It recently resurfaced when clearing a box of childhood things kept aside by my folks, ahead of them selling their house.
I gave it to my 5 year old, about the same age as I received it, who is a Transformers fan and is so delighted with it.
It feels like a new part of motherhood, him being old enough for me to pass things down to him.
Everybody's Legs
Screen print of our dining table chairs. I've always found them so cheerful! When we moved to Bangor it was from a one--communal-roomed narrow house where we had a tiny, uncomfortable, awkwardly placed table.
One of the biggest joys in the new house was to give over a big chunk of living space to a full size table and chairs.
Everybody's legs came about because with my partner being on permanent night shift, I can't generally go out after kids bedtime and the living room therefore is one of my "motherhood places" spent in lieu of studio time.

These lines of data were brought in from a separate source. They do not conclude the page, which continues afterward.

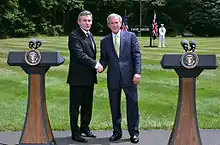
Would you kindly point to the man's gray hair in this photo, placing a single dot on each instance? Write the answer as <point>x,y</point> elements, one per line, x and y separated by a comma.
<point>114,15</point>
<point>84,13</point>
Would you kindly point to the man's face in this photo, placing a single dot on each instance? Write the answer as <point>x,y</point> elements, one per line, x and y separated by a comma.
<point>85,22</point>
<point>114,24</point>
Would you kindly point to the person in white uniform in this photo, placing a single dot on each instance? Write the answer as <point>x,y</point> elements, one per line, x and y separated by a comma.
<point>162,32</point>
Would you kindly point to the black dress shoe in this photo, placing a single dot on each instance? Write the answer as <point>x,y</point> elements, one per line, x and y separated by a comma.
<point>79,138</point>
<point>88,133</point>
<point>115,137</point>
<point>134,139</point>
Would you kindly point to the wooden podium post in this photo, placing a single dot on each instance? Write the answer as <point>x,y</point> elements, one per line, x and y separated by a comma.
<point>185,130</point>
<point>37,129</point>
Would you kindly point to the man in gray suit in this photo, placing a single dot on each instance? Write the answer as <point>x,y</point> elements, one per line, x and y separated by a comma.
<point>120,52</point>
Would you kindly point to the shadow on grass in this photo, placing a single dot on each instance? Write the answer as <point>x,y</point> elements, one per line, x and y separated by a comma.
<point>91,141</point>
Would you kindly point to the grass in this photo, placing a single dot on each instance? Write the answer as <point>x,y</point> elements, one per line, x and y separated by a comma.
<point>158,90</point>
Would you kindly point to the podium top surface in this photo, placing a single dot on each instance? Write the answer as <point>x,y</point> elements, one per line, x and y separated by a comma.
<point>172,61</point>
<point>47,59</point>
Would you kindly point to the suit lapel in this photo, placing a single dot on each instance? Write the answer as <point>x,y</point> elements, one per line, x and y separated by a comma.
<point>122,39</point>
<point>111,44</point>
<point>87,40</point>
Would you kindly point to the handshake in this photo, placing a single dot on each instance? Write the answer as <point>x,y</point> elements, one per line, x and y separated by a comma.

I chose these as the representative view of it. Also, to convey the joy that I get from the gaggle of tangled chair legs and how everyone we love now regularly has their legs under the table for family occasions.
Still Here
There's a caravan/country park in Aberdeenshire that my grandparents used to run, then live near, and it is SO representative of our childhoods.
Now they're unfortunately gone, but we took a family camping trip there last year. The playparks are in a giant field, and it turns out that they just build new ones next to each other, only removing broken items. This one survives from the 90s, we all played on it and now our kids have too.
Ballyholme Beach
We just spend so much time here. Since we moved to Bangor and didn't have much in the way of preschool childcare options, it was down to the beach most days, at least a few times per week.
Slightly less frequently now, but still often. A true marker of his childhood, I can't help but imagine him here with his friends as he gets older, maybe he'll try sailing, foiling, who knows. We'll be here anyway.
Memory Mapping
A technique I love, especially when I don't know what to make. Just let a line wander over a journey, from memory. Add some messages, print layers over. Bin it, keep it, make something else from it.
Monoprinting with gelli plates in the studio.